– Цепью! – скомандовал Витька.
Все вытянулись в цепь и пошли на противника.
– Кирпичники, сейчас получите! – кричали пацаны. Кто-то из них бросил камень, хотя было явно далеко.
– Не бросать! – прикрикнул Вадим. Кирпичники швыряли камни не переставая, они уже падали среди наступающих.
– Вперед! – скомандовал Витька.
Все бросились за ним, швыряя на ходу камни, крича «ура». Кирпичники не выдержали и побежали.
…После такой быстрой победы были особенно возбуждены пацаны, они кричали, перебивая друг друга и хватая за руки, и рассказывали, как все было. У ног вились собаки, лаяли, но их никто не слышал. Большие старались сохранять спокойствие, но было видно, что и они рады такой быстрой и бескровной победе.
– Бибика! – закричал вдруг Колька, показывая пальцем назад.
Все резко остановились, обернулись. По линии шел, наклонившись, мужчина. При каждом шаге он наклонялся все больше и больше. Все смотрели на него до тех пор, пока Вилипутик не сказал:
– Дурак ты, Колька. Это ж пьяный… А Бибику еще в прошлом году поездом зарезало.
Это действительно пьяный. Все понимают это, поворачиваются и молча идут дальше, забыв неожиданно о победе.
Маленький и низкий зал клуба заполнен людьми. На первых рядах и прямо на полу пацаны глядят завороженно на экран. На экране двое – он и она. У них красивые одухотворенные лица. Они сидят то ли на горе, то ли на крыше дома и восторженно смотрят на восходящее солнце, держатся за руки, крепко их сжав, – это можно понять по лицам.

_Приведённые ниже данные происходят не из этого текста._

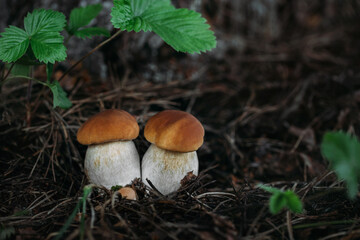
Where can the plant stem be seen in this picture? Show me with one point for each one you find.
(89, 53)
(9, 71)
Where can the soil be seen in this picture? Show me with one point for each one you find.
(283, 74)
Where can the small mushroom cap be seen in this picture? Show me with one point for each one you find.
(175, 131)
(107, 126)
(128, 193)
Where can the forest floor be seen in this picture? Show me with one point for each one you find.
(265, 104)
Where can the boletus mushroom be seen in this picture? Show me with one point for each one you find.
(111, 158)
(175, 137)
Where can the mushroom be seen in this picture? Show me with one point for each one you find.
(111, 158)
(175, 137)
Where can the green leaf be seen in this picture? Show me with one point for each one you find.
(277, 202)
(343, 152)
(280, 200)
(43, 27)
(183, 29)
(293, 202)
(14, 43)
(82, 16)
(60, 99)
(48, 47)
(92, 31)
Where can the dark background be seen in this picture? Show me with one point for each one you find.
(283, 73)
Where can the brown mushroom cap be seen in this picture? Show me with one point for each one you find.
(109, 125)
(175, 131)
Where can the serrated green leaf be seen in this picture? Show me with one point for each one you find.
(277, 202)
(14, 43)
(343, 152)
(183, 29)
(293, 202)
(82, 16)
(92, 31)
(59, 96)
(48, 47)
(280, 200)
(43, 27)
(44, 20)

Зрители в зале совсем другие, но глаза их похожи, они тоже радостно светятся.
Внезапно открылась входная дверь, в светлом проеме возникли трое. Один из них, всматриваясь в зал, протянул руку к выключателю и включил свет. Это большой, остриженный наголо рыжий парень. Он нашел того, кого искал, и сказал громко: «Сазан, на выход».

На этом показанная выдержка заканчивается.